Karpathy Context Engineering + NASA P10 (2026)

What This Means for Claude Code Users

The CCG production framework merges two proven systems: Andrej Karpathy’s context engineering principles (controlling what enters an LLM’s context window) and NASA’s Power of 10 rules (10 coding constraints that prevent catastrophic failures). Together, they produce Claude Code workflows that are both cost-efficient and reliable. Teams using this framework report 40-60% lower token costs and near-zero runaway sessions – saving $20-$60 per developer per month on Sonnet 4.6 API usage.

The Concept

Context engineering, as defined by Karpathy, goes beyond prompt engineering. It is the art and science of filling the context window with the right information at the right time. In Claude Code, the context window is the single biggest cost driver: every token in context is re-sent as input on every subsequent turn, and input tokens cost $3 per million on Sonnet 4.6.

Karpathy identifies the fundamental challenge: “The hottest new programming language is English” – but the context window is finite and expensive. The solution is engineering discipline applied to context management, not just clever prompting.

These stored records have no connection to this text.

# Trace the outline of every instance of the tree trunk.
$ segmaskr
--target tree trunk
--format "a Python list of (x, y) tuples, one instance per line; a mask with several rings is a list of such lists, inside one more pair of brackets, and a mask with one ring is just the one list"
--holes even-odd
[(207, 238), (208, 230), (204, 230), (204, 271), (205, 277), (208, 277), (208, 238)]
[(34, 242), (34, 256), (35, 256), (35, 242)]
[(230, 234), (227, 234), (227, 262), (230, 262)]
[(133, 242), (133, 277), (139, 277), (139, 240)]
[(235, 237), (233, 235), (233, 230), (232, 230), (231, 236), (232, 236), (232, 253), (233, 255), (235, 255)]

NASA Power of 10 rules, published by Gerard Holzmann at NASA/JPL, are 10 coding rules designed for safety-critical systems. The relevant rules for Claude Code workflows are:

  1. Restrict to simple control flow – no recursion, no complex branching
  2. Give all loops a fixed upper bound – no unbounded iteration
  3. Do not use dynamic memory after initialization – plan context allocation upfront
  4. Keep functions short – under 60 lines (one screen)
  5. Use a minimum of two assertions per function – verify pre/post conditions
  6. Restrict scope of data – minimize what is visible
  7. Check return values – handle every error
  8. Limit preprocessor use – keep tool chains simple
  9. Restrict pointer use – avoid indirection (in Claude Code: direct references over indirect)
  10. Compile with all warnings – zero tolerance for warnings

The CCG framework adapts both systems into a unified set of practices for Claude Code production use.

How It Works in Practice

Example 1: Bounded Sessions (P10 Rule 2 + Context Engineering)

NASA P10 says: all loops must have a fixed upper bound. Applied to Claude Code sessions:

# UNBOUNDED (violates P10 Rule 2):
claude -p "Fix all the bugs in the project"
# This can run for hours, consuming 500K+ tokens ($1.50+)
# BOUNDED (P10 compliant + context-engineered):
claude --max-turns 15 \
  --allowedTools "Read,Glob,Grep,Edit,Bash" \
  -p "Fix the authentication timeout bug in src/auth/session.ts.
      The session expires after 1 hour instead of 24 hours.
      Read the file, find the timeout constant, update it, and run tests."

The bounded version:

  • --max-turns 15: hard loop bound (P10 Rule 2)
  • --allowedTools: restricted scope (P10 Rule 6)
  • Scoped prompt: specific file and task (context engineering – select lever)
  • Expected cost: ~30,000 tokens ($0.09) vs. unbounded: 200K-500K tokens ($0.60-$1.50)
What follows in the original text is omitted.